The Blotter is taken from reports filed with Charleston Police Department between Feb. 3 and Feb. 9. No one described in this section has been found guilty, just unlucky.
BLOTTER O’ THE WEEK: Security footage caught one man stealing a large amount of laundry supplies, including scent boosters, detergent and Gain “Flings.” Poor guy clearly read an article about
“money laundering” and got confused.
An assortment of clothes and Beats by Dre headphones were stolen from a West Ashley department store. The stolen goods’ total value was just under $500. We are pretty sure since the headphones have a famous dude’s name on them, they were a hefty portion of that value.
A woman reported her purse was stolen from a house party after she put it down on what either she or the police called a “budda head.” It’s probably a Buddha head, but would be great if it was actually a bust made of butter.
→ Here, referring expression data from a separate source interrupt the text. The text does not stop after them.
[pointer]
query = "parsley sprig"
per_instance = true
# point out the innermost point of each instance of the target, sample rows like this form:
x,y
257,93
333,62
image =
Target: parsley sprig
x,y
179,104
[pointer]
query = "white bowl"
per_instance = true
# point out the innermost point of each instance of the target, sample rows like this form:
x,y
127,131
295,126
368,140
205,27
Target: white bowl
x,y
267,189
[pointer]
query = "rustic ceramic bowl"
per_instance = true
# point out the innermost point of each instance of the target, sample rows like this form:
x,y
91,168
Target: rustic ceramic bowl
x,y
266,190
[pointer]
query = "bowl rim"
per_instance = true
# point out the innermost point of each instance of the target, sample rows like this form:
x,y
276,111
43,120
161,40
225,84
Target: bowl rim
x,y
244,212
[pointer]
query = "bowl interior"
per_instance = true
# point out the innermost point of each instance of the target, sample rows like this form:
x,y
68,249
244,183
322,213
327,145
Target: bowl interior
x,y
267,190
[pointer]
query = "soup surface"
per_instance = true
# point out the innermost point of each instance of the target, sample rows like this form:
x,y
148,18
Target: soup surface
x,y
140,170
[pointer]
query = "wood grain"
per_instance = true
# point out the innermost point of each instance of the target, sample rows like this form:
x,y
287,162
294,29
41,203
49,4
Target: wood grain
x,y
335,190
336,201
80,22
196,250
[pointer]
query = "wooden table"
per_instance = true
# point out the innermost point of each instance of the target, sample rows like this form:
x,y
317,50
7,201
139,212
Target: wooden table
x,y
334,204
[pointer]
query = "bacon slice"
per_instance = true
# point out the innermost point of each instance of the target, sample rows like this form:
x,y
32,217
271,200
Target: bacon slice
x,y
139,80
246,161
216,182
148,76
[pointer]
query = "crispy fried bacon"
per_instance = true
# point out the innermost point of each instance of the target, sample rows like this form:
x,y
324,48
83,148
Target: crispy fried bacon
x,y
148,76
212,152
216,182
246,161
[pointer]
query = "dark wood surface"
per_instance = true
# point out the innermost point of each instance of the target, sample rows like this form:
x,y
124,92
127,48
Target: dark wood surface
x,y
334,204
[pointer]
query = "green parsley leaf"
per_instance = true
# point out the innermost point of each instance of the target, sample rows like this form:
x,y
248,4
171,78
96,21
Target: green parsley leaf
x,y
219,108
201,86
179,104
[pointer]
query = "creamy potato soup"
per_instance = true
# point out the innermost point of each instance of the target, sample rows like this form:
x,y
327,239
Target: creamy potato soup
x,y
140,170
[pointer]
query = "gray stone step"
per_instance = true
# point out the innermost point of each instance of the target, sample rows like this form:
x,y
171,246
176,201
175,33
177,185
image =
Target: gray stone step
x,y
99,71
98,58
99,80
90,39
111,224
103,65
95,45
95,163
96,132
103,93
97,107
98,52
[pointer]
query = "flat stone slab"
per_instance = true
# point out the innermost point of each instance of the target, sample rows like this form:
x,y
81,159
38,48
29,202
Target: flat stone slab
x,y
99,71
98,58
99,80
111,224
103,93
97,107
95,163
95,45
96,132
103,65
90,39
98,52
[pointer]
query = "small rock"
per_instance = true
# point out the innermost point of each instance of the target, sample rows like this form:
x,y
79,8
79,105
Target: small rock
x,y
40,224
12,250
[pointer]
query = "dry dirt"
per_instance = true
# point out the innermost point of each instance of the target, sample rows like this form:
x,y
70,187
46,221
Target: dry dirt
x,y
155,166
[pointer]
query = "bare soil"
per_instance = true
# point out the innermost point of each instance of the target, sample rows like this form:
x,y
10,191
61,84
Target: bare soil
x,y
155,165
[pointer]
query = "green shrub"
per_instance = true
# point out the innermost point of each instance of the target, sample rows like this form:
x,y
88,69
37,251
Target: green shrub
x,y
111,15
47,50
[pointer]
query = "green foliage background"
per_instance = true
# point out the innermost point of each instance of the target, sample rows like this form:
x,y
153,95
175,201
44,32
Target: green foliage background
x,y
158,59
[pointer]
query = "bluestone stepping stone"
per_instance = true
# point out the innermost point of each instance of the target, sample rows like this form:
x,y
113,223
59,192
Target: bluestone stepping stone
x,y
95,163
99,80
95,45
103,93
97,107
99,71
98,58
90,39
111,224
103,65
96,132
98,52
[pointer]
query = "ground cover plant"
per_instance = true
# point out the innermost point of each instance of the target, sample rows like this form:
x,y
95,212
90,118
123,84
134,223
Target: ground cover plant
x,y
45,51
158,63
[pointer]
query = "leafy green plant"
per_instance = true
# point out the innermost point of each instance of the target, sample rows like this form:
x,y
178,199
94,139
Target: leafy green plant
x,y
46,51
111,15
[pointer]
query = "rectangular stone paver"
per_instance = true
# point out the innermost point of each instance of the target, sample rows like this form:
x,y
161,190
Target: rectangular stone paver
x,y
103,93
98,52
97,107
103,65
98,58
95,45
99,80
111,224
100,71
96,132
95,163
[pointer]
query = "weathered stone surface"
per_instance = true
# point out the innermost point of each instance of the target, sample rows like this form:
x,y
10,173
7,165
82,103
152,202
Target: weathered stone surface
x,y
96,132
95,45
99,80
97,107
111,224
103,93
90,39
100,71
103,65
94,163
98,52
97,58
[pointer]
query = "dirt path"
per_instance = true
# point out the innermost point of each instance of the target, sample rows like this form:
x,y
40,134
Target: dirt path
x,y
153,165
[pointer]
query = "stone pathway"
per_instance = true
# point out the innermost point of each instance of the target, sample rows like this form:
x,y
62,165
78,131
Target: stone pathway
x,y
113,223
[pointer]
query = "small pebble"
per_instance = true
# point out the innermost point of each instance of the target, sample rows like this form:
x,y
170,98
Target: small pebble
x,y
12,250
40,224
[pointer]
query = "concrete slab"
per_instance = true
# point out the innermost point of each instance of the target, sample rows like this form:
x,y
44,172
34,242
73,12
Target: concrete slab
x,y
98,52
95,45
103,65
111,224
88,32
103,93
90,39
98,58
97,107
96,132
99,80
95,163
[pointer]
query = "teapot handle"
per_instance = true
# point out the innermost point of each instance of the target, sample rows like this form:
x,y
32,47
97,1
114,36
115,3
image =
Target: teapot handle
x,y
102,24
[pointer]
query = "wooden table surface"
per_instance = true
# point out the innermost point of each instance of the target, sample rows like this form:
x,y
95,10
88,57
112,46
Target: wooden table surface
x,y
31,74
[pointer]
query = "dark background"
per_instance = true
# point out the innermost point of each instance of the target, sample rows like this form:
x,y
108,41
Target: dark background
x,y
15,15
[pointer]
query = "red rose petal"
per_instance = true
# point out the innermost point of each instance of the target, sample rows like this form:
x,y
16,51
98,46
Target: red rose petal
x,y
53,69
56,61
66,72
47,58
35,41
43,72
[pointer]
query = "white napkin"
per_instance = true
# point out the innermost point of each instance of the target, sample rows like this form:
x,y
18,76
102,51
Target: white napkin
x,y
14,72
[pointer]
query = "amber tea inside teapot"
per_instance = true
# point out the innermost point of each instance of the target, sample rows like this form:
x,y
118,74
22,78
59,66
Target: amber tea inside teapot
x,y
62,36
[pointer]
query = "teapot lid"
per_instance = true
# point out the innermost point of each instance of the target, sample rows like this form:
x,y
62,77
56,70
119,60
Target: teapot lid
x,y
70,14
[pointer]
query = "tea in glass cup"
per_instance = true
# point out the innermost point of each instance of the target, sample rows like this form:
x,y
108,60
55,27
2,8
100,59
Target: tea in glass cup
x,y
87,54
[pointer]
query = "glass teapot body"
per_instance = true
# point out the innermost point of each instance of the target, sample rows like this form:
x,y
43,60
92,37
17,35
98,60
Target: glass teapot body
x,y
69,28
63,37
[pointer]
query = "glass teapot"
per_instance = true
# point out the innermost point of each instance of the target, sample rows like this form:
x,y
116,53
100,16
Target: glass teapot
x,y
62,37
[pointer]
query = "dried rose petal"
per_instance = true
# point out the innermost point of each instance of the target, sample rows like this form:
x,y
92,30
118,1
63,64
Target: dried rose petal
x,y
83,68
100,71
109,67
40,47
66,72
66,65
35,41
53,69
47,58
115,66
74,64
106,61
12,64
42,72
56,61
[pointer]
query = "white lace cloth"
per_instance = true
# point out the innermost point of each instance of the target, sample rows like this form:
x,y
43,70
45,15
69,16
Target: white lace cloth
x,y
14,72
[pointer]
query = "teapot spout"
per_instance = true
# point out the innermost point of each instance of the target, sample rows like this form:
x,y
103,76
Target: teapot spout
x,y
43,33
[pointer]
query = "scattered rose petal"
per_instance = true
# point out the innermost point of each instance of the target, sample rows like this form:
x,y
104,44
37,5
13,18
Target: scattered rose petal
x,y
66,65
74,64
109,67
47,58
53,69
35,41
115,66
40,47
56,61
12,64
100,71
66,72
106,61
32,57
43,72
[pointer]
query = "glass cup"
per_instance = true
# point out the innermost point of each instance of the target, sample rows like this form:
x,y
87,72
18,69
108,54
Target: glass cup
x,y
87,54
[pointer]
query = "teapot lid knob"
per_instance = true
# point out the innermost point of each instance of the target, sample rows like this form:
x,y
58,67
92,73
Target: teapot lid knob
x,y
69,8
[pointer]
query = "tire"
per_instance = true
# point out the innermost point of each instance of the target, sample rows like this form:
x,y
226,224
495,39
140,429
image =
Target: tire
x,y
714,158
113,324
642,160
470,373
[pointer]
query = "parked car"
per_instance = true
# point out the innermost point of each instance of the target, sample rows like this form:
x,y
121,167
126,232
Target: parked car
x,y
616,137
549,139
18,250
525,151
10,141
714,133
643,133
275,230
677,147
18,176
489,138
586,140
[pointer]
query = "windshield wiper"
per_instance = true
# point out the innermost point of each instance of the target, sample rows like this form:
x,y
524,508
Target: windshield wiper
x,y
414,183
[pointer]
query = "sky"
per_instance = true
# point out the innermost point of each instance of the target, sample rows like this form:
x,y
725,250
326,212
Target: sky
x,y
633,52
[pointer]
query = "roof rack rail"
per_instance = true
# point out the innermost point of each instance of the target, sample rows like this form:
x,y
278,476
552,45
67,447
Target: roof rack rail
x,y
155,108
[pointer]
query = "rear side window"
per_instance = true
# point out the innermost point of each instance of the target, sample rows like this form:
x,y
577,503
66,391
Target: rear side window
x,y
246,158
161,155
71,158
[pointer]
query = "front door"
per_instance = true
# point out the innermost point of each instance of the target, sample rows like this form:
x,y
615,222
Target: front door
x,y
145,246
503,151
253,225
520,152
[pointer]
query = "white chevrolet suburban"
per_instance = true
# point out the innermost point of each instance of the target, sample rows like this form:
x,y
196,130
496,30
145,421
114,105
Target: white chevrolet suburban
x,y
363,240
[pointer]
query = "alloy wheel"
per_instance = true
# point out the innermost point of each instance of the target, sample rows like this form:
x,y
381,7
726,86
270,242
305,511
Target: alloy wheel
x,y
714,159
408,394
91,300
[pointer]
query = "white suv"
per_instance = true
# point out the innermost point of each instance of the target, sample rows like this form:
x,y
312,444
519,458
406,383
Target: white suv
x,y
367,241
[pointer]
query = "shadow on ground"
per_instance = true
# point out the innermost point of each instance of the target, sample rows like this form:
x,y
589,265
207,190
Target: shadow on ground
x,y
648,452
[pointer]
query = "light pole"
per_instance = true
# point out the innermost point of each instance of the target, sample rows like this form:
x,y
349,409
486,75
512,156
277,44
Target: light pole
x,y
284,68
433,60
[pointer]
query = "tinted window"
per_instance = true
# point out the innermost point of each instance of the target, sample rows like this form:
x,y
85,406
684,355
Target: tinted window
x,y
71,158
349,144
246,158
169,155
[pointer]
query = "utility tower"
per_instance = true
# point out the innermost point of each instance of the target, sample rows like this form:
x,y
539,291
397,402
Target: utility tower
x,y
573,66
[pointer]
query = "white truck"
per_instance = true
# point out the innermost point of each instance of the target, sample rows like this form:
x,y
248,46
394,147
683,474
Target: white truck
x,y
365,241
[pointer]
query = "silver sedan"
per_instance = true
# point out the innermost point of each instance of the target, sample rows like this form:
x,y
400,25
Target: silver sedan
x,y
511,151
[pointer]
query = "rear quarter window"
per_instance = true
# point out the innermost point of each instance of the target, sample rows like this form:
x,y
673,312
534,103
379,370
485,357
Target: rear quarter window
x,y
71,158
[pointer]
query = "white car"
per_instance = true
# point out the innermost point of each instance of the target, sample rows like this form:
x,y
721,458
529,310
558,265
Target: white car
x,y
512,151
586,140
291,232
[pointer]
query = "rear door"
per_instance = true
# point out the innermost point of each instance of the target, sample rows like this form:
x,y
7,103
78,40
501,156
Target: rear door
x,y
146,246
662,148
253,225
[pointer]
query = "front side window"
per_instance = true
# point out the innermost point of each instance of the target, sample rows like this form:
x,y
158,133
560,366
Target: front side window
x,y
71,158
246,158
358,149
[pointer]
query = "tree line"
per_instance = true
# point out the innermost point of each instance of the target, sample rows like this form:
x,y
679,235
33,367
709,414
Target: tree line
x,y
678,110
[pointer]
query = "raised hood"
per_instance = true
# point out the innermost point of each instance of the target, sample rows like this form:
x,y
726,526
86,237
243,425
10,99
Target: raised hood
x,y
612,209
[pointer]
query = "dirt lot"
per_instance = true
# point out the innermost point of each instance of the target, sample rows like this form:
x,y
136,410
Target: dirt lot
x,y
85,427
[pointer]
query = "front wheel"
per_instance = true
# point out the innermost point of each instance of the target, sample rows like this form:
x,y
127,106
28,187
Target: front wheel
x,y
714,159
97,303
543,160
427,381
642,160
Police pulled over a black Dodge Charger for turning without a signal on Meeting Street. We know where you think this is going, but the driver was apparently very cooperative and let off with a warning, even after police found the marijuana and the gun.
Police responded to an emergency call about a woman that claimed her legs had gone numb and she was unable to stand up. Her family said the only history of drugs she had was marijuana, of which officers found 0.25 grams in her bedroom. Bad trip, man.
A box containing 50 .22-caliber rounds of ammunition was stolen from a West Ashley vehicle parked behind the owner’s residence. At least the owner was smart enough not to leave his gun in the unlocked car, too. Unlike some people.
One man told officers his Nissan was stolen, and he was pretty bummed about it. We wonder how it must have felt when officers had to explain that they found his car, and the resulting pursuit ended in a wreck.
A West Ashley man, who apparently watched too many cop shows, kicked in his girlfriend’s door in what she said was an attempt to look cool. He caused excessive damage, obviously, and immediately fled the scene. Even cooler.
Another catalytic converter was stolen from five Mercedes vans parked at an abandoned building along Savannah Highway. This is apparently a nation-wide epidemic, even the New York Times did an expose on the crime last week.
A downtown man cracked open a cold one in front of a police officer last Monday, looked him square in the eyes and asked if he “would let him walk away.” He did not. Not cool, man.
As our writer was finishing up this week’s edition of the Blotter, it began to rain about four hours earlier than forecasted, resulting in a rushed attempt at a final entry — this one — to prevent his laptop from getting too wet. We hope you understand.